Едва Невельской написал бумагу и с Чихачевым вернулся на берег, как шлюпка, отвозившая их, снова пришла. Прибыл мичман Розенберг с ответом Лихачева на бумагу, только что написанную Невельским на борту «Оливуцы». Геннадия Ивановича дома не было, он ушел на верфь. Розенберг расшаркался, поцеловал руку Екатерине Ивановне…
За Невельским послали. Он сразу явился. Лихачев официально извещал бумагой, что согласен идти на вид Аяна и просит прислать почту. Уверял, что понимает тяжелое положение экспедиции и просит сообщить Геннадия Ивановича, не нужно ли ему что-нибудь. «Для экспедиции будет оставлено в Петровском все, что возможно, из собственных запасов, имеющихся на корвете». Он также сообщал, что баркас может оставаться в экспедиции.
Розенберг сиял, как будто он сам все это выхлопотал для Невельского.
— На этот раз Иван Федорович благородно поступил! — сказал Невельской, когда мичман отправился на судно.
На другой день Чихачев попрощался с Невельским на берегу. Вельбот ждал его. Рослые матросы в шерстяных рубахах сидели наготове с веслами.
— Всех «чающих движения воды» сдайте в Аяне и объясните Николаю Николаевичу, что это за дрянь! — говорил Невельской.
«Дрянь» — замеченные в кражах, в попытках насилия, в картежничестве, обмане товарищей, многие уж не раз поротые, — грузилась на баркас.
А время не ждет. Ветер опять крепчает. Вон видно, на баре грохочет огромная волна, завивает вихри. Трудно пройти будет вельботу.
— Твердите Муравьеву: парохода нет! Золото и каменный уголь есть, но Компания сообщает, что им не нужны. Не верят, что есть уголь. Товаров для торговли нет! Позоримся перед маньчжурами! Говорите Николаю Николаевичу тысячу раз: нельзя потерять Сахалин, смерти подобно.
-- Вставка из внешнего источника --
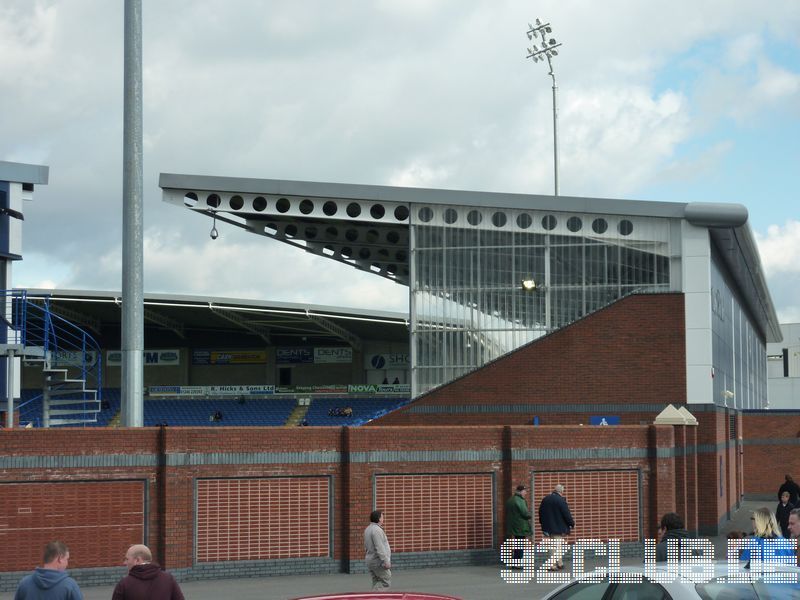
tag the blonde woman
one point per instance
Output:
(765, 527)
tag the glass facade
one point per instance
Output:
(467, 264)
(739, 356)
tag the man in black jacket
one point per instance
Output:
(670, 528)
(789, 486)
(556, 521)
(145, 579)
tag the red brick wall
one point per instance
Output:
(465, 469)
(97, 521)
(771, 451)
(632, 352)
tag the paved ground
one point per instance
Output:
(470, 583)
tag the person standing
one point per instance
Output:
(670, 528)
(556, 522)
(145, 579)
(518, 519)
(794, 529)
(782, 513)
(790, 486)
(50, 581)
(378, 553)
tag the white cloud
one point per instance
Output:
(779, 249)
(425, 93)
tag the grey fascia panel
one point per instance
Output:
(744, 263)
(203, 302)
(405, 195)
(708, 214)
(24, 173)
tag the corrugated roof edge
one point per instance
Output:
(24, 173)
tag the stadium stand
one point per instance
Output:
(364, 410)
(233, 413)
(30, 407)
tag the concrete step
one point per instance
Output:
(55, 412)
(71, 421)
(71, 401)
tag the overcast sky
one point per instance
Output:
(695, 100)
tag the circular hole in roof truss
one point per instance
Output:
(625, 227)
(377, 211)
(599, 225)
(306, 207)
(499, 219)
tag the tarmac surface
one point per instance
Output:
(469, 583)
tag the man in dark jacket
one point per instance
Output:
(50, 581)
(518, 518)
(789, 486)
(670, 528)
(145, 579)
(556, 521)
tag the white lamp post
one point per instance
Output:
(547, 52)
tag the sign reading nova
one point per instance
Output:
(211, 390)
(152, 358)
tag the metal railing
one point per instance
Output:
(40, 336)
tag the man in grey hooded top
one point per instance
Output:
(50, 581)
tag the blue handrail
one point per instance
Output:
(61, 343)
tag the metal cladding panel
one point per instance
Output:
(618, 519)
(263, 518)
(433, 512)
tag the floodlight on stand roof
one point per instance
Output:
(547, 51)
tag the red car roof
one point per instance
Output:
(380, 596)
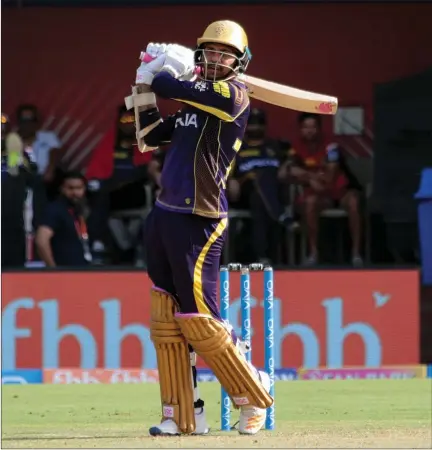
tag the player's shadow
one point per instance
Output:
(70, 438)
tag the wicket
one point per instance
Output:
(246, 327)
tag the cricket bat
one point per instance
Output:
(289, 97)
(283, 96)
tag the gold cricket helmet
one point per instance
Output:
(225, 32)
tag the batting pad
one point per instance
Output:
(212, 341)
(173, 360)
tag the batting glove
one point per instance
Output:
(179, 62)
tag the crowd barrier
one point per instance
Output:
(100, 320)
(135, 376)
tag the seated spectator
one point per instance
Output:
(62, 238)
(44, 146)
(253, 185)
(318, 164)
(117, 173)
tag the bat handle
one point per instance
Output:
(146, 58)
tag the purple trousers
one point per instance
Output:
(183, 258)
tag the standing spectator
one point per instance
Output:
(44, 145)
(318, 165)
(62, 238)
(254, 185)
(13, 194)
(117, 172)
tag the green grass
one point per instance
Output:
(309, 414)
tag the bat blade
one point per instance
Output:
(289, 97)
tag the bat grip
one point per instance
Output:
(146, 58)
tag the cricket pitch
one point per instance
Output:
(309, 414)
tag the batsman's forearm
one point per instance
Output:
(45, 253)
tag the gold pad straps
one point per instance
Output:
(212, 341)
(173, 359)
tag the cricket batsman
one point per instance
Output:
(186, 229)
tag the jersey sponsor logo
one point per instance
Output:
(201, 86)
(190, 120)
(222, 88)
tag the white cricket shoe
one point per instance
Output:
(169, 427)
(201, 425)
(252, 419)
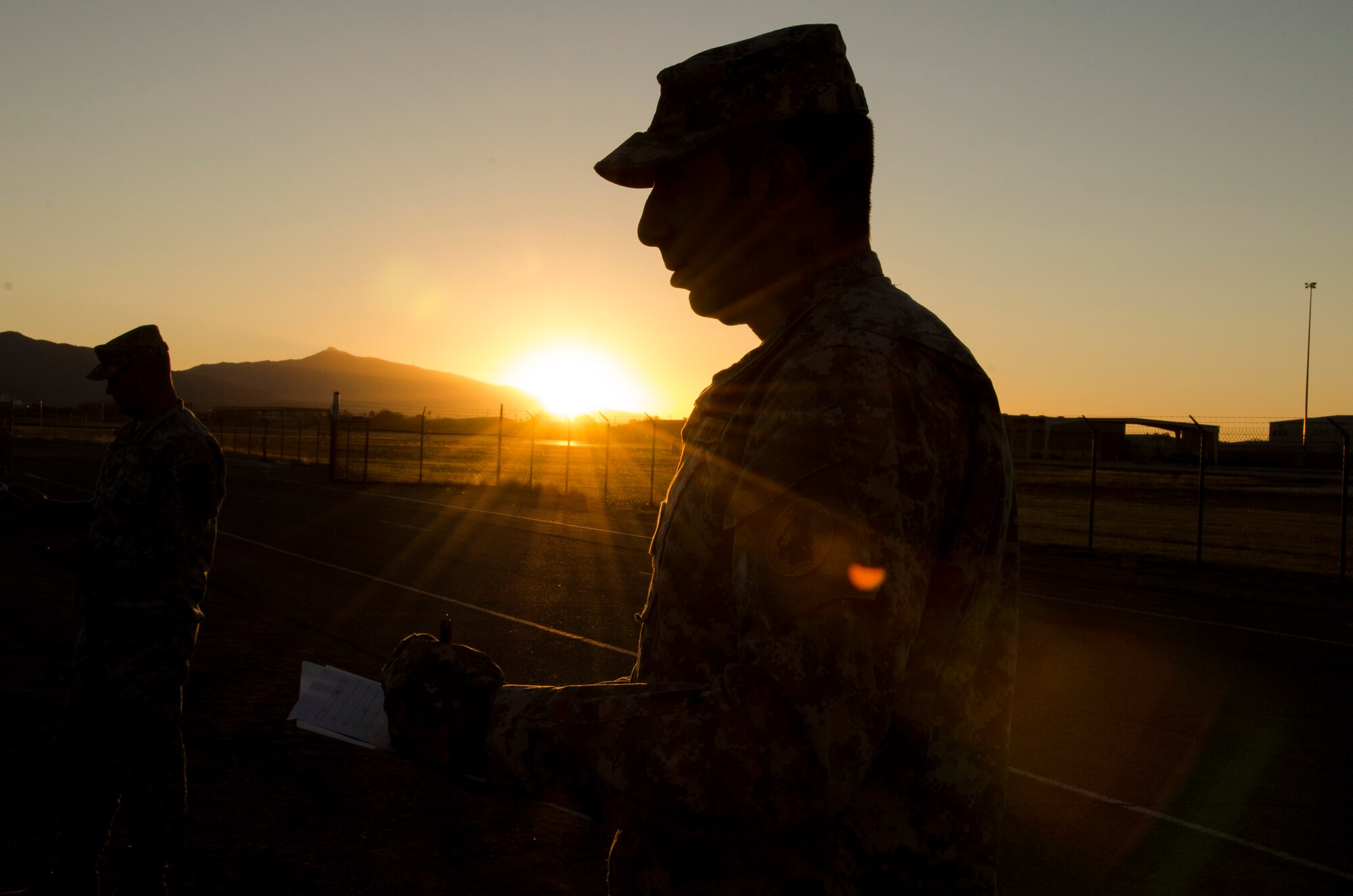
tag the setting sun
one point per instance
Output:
(573, 378)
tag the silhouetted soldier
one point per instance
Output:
(143, 547)
(826, 663)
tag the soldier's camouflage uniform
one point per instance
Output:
(151, 529)
(795, 724)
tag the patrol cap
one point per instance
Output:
(118, 355)
(772, 78)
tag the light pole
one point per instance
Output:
(1306, 404)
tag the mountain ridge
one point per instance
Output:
(40, 370)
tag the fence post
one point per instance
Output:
(1202, 469)
(366, 450)
(653, 459)
(605, 462)
(334, 439)
(569, 447)
(423, 432)
(1344, 504)
(1090, 544)
(531, 469)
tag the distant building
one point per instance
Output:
(1071, 439)
(1321, 436)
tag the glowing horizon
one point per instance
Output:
(576, 378)
(1114, 210)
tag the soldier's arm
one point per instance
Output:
(837, 569)
(189, 489)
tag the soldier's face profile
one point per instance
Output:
(128, 390)
(697, 220)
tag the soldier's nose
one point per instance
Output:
(653, 224)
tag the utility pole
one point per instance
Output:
(1306, 404)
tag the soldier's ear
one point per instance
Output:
(784, 175)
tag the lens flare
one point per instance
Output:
(865, 578)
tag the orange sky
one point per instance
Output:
(1114, 205)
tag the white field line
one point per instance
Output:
(1201, 828)
(646, 538)
(459, 506)
(1130, 807)
(432, 594)
(1061, 785)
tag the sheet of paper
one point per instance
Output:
(342, 705)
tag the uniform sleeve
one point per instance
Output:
(833, 551)
(70, 517)
(187, 493)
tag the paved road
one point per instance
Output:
(1163, 743)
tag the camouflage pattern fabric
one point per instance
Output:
(772, 78)
(152, 524)
(152, 527)
(122, 732)
(438, 700)
(822, 699)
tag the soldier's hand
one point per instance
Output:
(438, 700)
(17, 497)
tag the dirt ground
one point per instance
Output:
(282, 811)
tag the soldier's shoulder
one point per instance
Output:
(182, 432)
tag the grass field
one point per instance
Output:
(1263, 519)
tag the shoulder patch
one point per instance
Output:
(799, 539)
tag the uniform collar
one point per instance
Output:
(139, 429)
(833, 282)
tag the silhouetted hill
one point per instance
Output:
(53, 373)
(33, 370)
(366, 381)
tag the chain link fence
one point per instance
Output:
(608, 458)
(1236, 492)
(1228, 492)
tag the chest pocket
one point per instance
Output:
(784, 455)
Поцелуи. Объятия. У Екатерины Ивановны слезы на глазах. Быстро пошел по заливу командирский вельбот «Оливуцы». Тронулся баркас. Грустно было на душе, что Николай Матвеевич уехал.
— Я так и написал, что отчетов, как требует Компания, посылать не буду! — говорил Невельской, ведя под руку Екатерину Ивановну и направляясь к дому. Он старался говорить о деле.
— Вон Николай Матвеевич машет, — заметила Екатерина Ивановна. Она сняла платок и махнула в ответ.
«Он будет в Иркутске, а потом в Петербурге. В Красноярске побывает у сестры Саши…»
— Воронин пойдет крейсировать в южный пролив, — продолжал Невельской, невольно останавливаясь и оглядываясь на вельбот, который входил в полосу прибоя.
А ветер воет. Пески кругом шуршат. Сегодня Кате так грустно видеть все это.